Desde a Data Fifa de novembro, o Manchester City foi obrigado a fazer 8 jogos. O Fluminense, 6. O Brasileirão terminou no último dia 7, enquanto os ingleses tiveram compromissos pela Premier League e Champions depois dessa data até viajar à Arábia Saudita. O Flu apenas treinou até enfrentar o Al Ahly.
Além disso, o Fluminense disputou a sua semifinal na segunda-feira. O City, na terça (pois já havia jogado no sábado).
A sequência tem sido ingrata, não à toa Guardiola rodou o elenco quando possível e, na entrevista coletiva, disse que o plano era o time “dormir, dormir e dormir” para se recuperar o mais rápido possível diante da desvantagem de um dia a menos de descanso.
Não tenho como garantir que esse seja um fator preponderante, mas soma-se aos outros na metáfora da bola de neve.
4. John Kennedy
O Fluminense tem bons jogadores, alguns deles com passado ou futuro na Europa, mas um em especial reúne boa parte da fé entre os tricolores. John Kennedy transformou-se num dos principais atacantes do futebol brasileiro, o 12º jogador da temporada (como no prêmio de sexto homem da NBA) e, acima de tudo, possui uma enorme estrela.

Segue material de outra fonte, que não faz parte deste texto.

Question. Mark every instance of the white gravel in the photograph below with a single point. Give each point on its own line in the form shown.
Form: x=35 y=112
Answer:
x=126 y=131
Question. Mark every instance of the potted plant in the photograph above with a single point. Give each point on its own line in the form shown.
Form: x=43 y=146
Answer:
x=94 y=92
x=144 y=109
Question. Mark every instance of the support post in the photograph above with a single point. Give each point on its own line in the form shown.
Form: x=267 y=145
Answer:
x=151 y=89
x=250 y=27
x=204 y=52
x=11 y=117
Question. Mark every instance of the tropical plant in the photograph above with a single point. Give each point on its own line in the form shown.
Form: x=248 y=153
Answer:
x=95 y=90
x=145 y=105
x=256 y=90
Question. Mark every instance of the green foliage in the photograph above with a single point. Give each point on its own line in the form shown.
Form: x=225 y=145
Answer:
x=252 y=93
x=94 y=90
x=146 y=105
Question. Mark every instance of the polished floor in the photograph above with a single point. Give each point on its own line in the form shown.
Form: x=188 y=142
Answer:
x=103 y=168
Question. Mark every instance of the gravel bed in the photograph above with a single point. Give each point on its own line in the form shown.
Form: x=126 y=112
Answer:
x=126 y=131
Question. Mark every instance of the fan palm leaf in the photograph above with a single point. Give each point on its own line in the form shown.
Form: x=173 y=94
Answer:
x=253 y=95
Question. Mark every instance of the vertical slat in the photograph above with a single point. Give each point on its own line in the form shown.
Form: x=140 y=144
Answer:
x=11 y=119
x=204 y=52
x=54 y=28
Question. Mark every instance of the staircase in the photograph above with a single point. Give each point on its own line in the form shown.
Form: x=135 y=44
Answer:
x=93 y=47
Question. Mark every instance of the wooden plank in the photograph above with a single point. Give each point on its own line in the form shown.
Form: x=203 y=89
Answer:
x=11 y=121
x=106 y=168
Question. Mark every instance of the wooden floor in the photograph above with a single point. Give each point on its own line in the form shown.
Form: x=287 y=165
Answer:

Emprestado à Ferroviária para disputar o Paulistão no início do ano, JK superou os problemas extracampo e, aos poucos, tornou-se nome fundamental na conquista da Libertadores. Fez gol em todas as fases do mata-mata, inclusive o do título na decisão contra o Boca Juniors.
Depois, somou mais algumas atuações primorosas no Brasileirão, mesmo quando começou no banco. Está vivendo aquele momento de enorme confiança (a setinha verde para cima do videogame) com uma capacidade técnica incrível. É forte, rápido e tem mostrado ótimo poder de finalização. Seria uma pena realmente se ele tivesse poucos minutos.
Com a cabeça no lugar é jogador para a seleção brasileira.
5. Este Fluminense tem coragem
O mantra repetido à exaustão na temporada se materializou na arrancada até Jeddah. O Fluminense foi campeão carioca depois de perder o jogo de ida por 2 a 0 com uma das maiores exibições recentes da história do Fla-Flu.
Proporcionou ao River Plate a sua pior derrota da história na Libertadores (5 a 1) e, no mata-mata, experimentou as adversidades para seguir contando novas histórias.
Nas oitavas, teve a classificação ameaçada na Argentina, quando jogou com um a menos, e no Rio, quando o Argentinos Juniors parecia levar a decisão para os pênaltis. Samuel Xavier foi o herói nas duas oportunidades.
Nas quartas, contra o Olimpia, a coragem esteve ilustrada nas escalações com John Kennedy como titular. Deu certo no Rio (2 a 0) e em Assunção (3 a 1).
Na semifinal, uma epopeia, com reviravoltas e suspense até o fim. Na ida, Samuel Xavier foi expulso ainda no primeiro tempo, e Cano tirou sabe se de lá onde um gol espírita, de costas para a baliza, para deixar o Fluminense vivo.
Na volta, no Beira-Rio, o jogo parecia ser todo do Inter, quando John Kennedy e Cano selaram a virada em cinco minutos. Ninguém saberá explicar o que aconteceu ali, nem mesmo Enner Valencia.
Na final única, dotado do favoritismo e jogando no Maracanã, o Fluminense precisou da prorrogação, e de mais uma vez de Cano e John Kennedy, para superar o gigante Boca Juniors.
A história não acabou porque tinha o Mundial. Na semifinal contra o Al Ahly, muitos sustos, uma atuação segura de Fábio e novamente a sensação de sobrevivência que seria castigada. Arias e, vejam só, JK selaram o passaporte para a decisão.
Pode ser que tudo isso não faça diferença alguma na sexta-feira? É claro. Mas não há como o torcedor não rebobinar a fita na sua cabeça e não se encher de esperança.
Como dizem por aí, “ninguém quer como a gente”. Talvez essa frase faça sentido logo mais.